157 THE DECLARATION OF INDEPENDENCE.

J. Q. Adams.

John Quincy Adams, the sixth President of the United States, and son of John Adams, the second President, was born at Quincy, Massachusetts, July 11th, 1767. After studying law, he entered political life, was appointed minister to the Netherlands by Washington, and filled many high offices, till he reached the highest, in 1825. He died in the Capitol, at Washington, while a member of the House of Representatives, 1848. His last words, as he fell in a fit, from which he did not recover, were, "This is the last of earth!"

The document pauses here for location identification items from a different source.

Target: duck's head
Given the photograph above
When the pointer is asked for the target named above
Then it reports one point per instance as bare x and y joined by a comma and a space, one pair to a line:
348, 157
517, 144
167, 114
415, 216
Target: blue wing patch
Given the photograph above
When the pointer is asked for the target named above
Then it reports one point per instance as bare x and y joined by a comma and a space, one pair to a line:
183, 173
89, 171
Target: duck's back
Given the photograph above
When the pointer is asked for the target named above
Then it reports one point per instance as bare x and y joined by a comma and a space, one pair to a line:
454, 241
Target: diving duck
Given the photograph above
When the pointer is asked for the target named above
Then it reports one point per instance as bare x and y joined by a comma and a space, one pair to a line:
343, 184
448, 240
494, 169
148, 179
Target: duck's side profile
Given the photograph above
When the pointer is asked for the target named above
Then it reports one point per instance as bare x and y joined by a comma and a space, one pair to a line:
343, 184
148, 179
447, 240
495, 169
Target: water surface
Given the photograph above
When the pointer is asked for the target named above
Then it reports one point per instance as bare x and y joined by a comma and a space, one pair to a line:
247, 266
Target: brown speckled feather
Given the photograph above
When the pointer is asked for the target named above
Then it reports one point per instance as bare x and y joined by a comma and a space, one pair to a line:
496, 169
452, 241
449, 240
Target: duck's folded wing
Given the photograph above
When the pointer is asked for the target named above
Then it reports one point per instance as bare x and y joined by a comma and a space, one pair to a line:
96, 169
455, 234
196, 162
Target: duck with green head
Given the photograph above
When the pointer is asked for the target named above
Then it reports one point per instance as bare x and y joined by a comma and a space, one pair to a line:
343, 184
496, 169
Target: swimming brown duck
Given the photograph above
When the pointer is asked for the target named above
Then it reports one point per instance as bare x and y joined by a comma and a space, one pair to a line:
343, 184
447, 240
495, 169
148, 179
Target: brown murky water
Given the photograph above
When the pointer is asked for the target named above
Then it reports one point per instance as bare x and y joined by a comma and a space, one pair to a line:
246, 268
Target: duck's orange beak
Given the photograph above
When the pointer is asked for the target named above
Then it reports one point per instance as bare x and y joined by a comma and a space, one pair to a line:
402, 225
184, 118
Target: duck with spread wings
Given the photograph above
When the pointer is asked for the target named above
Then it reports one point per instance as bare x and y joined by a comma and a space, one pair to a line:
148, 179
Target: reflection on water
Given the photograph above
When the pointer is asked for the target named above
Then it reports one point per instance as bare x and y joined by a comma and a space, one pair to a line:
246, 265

THE Declaration of Independence! The interest which, in that paper, has survived the occasion upon which it was issued, the interest which is of every age and every clime, the interest which quickens with the lapse of years, spreads as it grows old, and brightens as it recedes, is in the principles which it proclaims. It was the first solemn declaration by a Nation of the only legitimate foundation of civil Government. It was the corner-stone of a new fabric, destined to cover the surface of the globe. It demolished, at a stroke, the lawfulness of all Governments founded upon conquest. It swept away all the rubbish of accumulated centuries of servitude. It announced, in practical form, to the world, the transcendent truth of the inalienable sovereignty of the People. It proved that the social compact was no figment of the imagination, but a real, solid, and sacred bond of the social union. From the day of this declaration, the People of North America were no longer the fragment of a distant empire, imploring justice and mercy from an inexorable master, in another hemisphere. They were no longer children, appealing in vain to the sympathies of a heartless mother; no longer subjects, leaning upon the shattered columns of royal promises, and invoking the faith of parchment to secure their rights. They were a Nation, asserting as of right, and maintaining by war, its own existence. A Nation was born in a day.

"How many ages hence

Shall this, their lofty scene, be acted o'er,
In States unborn, and accents yet unknown?"

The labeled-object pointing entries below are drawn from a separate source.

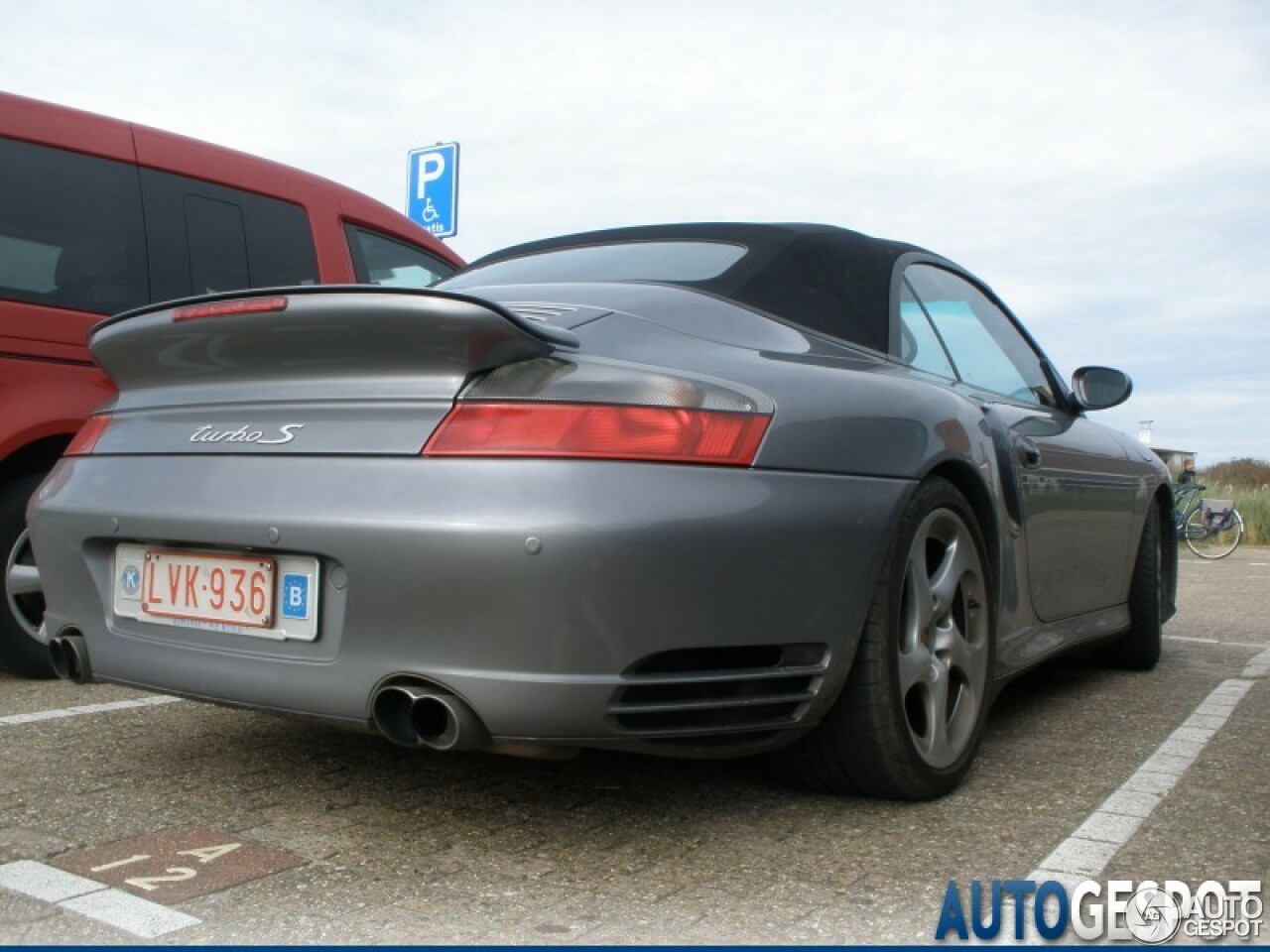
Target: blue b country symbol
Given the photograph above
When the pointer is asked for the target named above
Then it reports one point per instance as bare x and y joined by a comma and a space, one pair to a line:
295, 595
130, 580
432, 190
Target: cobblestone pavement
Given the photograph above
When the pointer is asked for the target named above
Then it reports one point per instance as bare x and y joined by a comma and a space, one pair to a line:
241, 828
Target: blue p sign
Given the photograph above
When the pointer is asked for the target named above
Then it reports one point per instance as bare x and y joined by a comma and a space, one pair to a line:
432, 197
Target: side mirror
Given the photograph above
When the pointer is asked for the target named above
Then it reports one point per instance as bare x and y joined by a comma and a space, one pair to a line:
1100, 388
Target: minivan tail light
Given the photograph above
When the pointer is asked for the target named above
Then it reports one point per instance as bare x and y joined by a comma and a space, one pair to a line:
253, 304
599, 431
85, 440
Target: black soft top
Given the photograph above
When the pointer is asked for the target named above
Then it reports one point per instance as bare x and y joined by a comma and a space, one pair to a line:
821, 277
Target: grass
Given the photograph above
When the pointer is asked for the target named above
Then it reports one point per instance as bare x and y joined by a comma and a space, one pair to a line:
1255, 509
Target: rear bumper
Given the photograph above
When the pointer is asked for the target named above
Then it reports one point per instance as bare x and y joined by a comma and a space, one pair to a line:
547, 594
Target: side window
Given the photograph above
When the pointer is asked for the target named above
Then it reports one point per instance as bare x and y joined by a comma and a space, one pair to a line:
70, 230
919, 344
217, 244
985, 347
382, 261
207, 238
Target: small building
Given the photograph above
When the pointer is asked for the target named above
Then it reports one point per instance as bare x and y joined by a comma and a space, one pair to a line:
1173, 458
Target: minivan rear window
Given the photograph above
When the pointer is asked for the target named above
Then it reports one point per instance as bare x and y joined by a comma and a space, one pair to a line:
634, 261
70, 230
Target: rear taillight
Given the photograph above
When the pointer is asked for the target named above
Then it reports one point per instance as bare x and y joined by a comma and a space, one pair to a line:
599, 431
253, 304
85, 440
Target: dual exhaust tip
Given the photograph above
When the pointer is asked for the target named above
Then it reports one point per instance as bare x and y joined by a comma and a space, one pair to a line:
414, 716
68, 656
408, 715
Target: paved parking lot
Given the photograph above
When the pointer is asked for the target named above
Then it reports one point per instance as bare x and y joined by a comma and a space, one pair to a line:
183, 823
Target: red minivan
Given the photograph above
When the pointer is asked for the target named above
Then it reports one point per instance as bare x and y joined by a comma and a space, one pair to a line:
99, 216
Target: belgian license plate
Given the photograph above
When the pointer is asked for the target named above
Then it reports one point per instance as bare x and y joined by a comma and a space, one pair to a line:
225, 589
270, 595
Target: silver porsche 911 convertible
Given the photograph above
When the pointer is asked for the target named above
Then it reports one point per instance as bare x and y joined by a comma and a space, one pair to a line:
694, 490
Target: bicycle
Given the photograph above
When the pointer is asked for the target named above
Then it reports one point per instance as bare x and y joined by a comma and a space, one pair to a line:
1211, 529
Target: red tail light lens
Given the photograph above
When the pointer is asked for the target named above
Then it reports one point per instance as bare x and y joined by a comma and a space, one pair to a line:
254, 304
85, 440
599, 431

It will be acted o'er, fellow-citizens, but it can never be repeated. It stands, and must forever stand, alone; a beacon on the summit of the mountain, to which all the inhabitants of the earth may turn their eyes, for a genial and saving light, till time shall be lost in eternity, and this globe itself dissolve, nor leave a wreck behind. It stands forever, a light of admonition to the rulers of men, a light of salvation and redemption to the oppressed. So long as this planet shall be inhabited by human beings, so long as man shall be of a social nature, so long as Government shall be necessary to the great moral

purposes of society, so long as it shall be abused to the purposes of oppression, so long shall this declaration hold out, to the sovereign and to the subject, the extent and the boundaries of their respective rights and duties, founded in the laws of Nature and of Nature's God.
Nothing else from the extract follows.